I like to blame my strange personality quirks and foot in mouth episodes on menopause...(I am sure there is something I need
to just learn instead of blaming
my big mouth or opinions on something like menopause.)
I have needed to be quiet and found myself curling up
when I could with some good books seeking some wisdom and keeping my mouth shut.
I finished the Hunger Games a few days ago.
It is interesting and violent and a little scary with alot of heart.
Love this series by Karen Kingsbury.
I have not started this one yet but very, very soon.
This book is kicking my rear end. Way hard on me but I am sure that I need it. What IS it like to be married to me? Not so fun sometimes I am afraid, but I hope pretty good most of the time. Great book to make you take a frank assessment of what kind of marriage partner you are.
My sister in love, Jan gave me this sweet frame for Christmas. I have probably shown it to you already but it is worth another photo. I so agree with the statement. I like our love story the most. And if you think about it...shouldn't we all love our OWN love story the most? I think so.
Look at this photo above! Dallas and Ft. Worth were taking cover this afternoon.
Several tornadoes were throwing big things around.
My honey was over there today. So thankful he was safe.
We spent the weekend with our boys and it was parent's weekend at A&M. We went to a special "Breakaway" on campus. It was really wonderful to sing and to listen to so many voices praising the Lord together. Very inspirational message. A great evening.
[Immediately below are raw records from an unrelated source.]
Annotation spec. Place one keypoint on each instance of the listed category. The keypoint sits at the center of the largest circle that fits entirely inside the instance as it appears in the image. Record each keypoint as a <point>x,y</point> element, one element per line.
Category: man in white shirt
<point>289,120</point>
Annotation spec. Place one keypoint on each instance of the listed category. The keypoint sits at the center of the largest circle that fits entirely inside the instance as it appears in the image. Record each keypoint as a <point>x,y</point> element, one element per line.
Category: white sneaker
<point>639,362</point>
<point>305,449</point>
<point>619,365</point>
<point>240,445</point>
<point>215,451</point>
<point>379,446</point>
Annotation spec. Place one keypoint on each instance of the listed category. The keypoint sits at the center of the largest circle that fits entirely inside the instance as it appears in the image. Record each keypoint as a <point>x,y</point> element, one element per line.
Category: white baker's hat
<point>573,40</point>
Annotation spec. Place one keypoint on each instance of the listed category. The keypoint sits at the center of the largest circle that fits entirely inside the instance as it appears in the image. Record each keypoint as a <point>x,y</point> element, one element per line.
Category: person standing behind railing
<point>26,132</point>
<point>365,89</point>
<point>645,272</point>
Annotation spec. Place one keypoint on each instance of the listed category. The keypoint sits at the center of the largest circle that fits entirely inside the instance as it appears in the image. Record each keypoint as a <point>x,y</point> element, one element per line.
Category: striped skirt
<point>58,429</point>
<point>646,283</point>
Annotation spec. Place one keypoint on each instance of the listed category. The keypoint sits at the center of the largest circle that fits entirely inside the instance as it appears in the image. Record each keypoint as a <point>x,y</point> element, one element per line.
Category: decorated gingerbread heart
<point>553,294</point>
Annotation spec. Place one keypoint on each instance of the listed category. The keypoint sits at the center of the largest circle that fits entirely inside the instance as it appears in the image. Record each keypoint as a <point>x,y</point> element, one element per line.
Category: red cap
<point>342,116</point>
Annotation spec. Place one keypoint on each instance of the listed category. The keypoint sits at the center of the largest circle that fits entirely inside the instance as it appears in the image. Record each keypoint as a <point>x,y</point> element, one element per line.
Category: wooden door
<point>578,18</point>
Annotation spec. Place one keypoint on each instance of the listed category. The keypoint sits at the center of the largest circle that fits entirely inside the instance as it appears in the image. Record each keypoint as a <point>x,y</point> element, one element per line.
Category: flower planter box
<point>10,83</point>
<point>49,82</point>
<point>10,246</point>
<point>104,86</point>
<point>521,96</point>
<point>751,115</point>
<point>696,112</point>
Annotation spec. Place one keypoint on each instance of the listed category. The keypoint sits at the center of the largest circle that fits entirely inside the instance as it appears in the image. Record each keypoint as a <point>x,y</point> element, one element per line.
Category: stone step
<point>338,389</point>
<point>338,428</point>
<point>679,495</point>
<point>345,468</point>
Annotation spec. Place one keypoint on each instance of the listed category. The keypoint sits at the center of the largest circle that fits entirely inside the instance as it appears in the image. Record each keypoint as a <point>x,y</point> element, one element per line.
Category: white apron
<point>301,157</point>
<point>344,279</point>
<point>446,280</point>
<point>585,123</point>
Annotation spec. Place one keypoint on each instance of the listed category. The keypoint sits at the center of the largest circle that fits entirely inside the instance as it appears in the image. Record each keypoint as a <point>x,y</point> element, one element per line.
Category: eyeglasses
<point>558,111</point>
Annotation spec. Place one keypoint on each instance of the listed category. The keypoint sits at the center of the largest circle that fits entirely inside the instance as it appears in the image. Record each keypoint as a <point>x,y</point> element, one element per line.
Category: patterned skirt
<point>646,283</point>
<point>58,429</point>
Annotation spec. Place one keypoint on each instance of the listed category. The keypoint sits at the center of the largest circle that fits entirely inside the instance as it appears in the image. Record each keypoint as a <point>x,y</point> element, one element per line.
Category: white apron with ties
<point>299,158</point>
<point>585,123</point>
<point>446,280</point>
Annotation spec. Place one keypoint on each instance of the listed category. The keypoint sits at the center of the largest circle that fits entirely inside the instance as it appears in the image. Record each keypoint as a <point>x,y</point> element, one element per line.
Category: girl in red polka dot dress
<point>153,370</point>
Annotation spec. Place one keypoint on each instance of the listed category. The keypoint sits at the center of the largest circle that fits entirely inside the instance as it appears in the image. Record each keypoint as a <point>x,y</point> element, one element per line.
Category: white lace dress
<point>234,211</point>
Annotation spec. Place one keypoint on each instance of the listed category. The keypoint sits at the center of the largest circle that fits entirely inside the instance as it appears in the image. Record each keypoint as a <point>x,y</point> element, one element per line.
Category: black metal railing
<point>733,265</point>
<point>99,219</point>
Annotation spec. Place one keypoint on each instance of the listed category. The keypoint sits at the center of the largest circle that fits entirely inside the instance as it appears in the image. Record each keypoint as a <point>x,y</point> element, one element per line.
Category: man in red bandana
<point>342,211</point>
This is my little friend that plays in a tree right outside my window where my computer sits. He stares at me and then forgets me and tries to jump from the tree onto our bird feeder. Duffus. He has not made it yet that I have seen.
Well, I guess this post has been long and boring enough. I will leave you with these thoughts from the middle of another book I am reading..."One Thousand Gifts" by Ann Voskamp
Is the busyness of our lives leaving
little room for the source of our lives?
Through all that haste I thought I was making up time.
It turns out that I was throwing away time.
Hurry always empties the soul.
I don't really want more time; I just want enough time. Time to breathe deep and time to see real and time to laugh long, time to give You glory and rest deep and sing joy and just enough time in a day not to feel hounded, pressed, driven, or wild to get it all done-yesterday.
I just want time to do my one life well.
(We can find it but we have to be looking.)
I only live the full life when I fully live in the moment.
Wherever you are, be all there.
The real problem of life is never a lack of time.
The real problem of life- in my life- is lack of thanksgiving.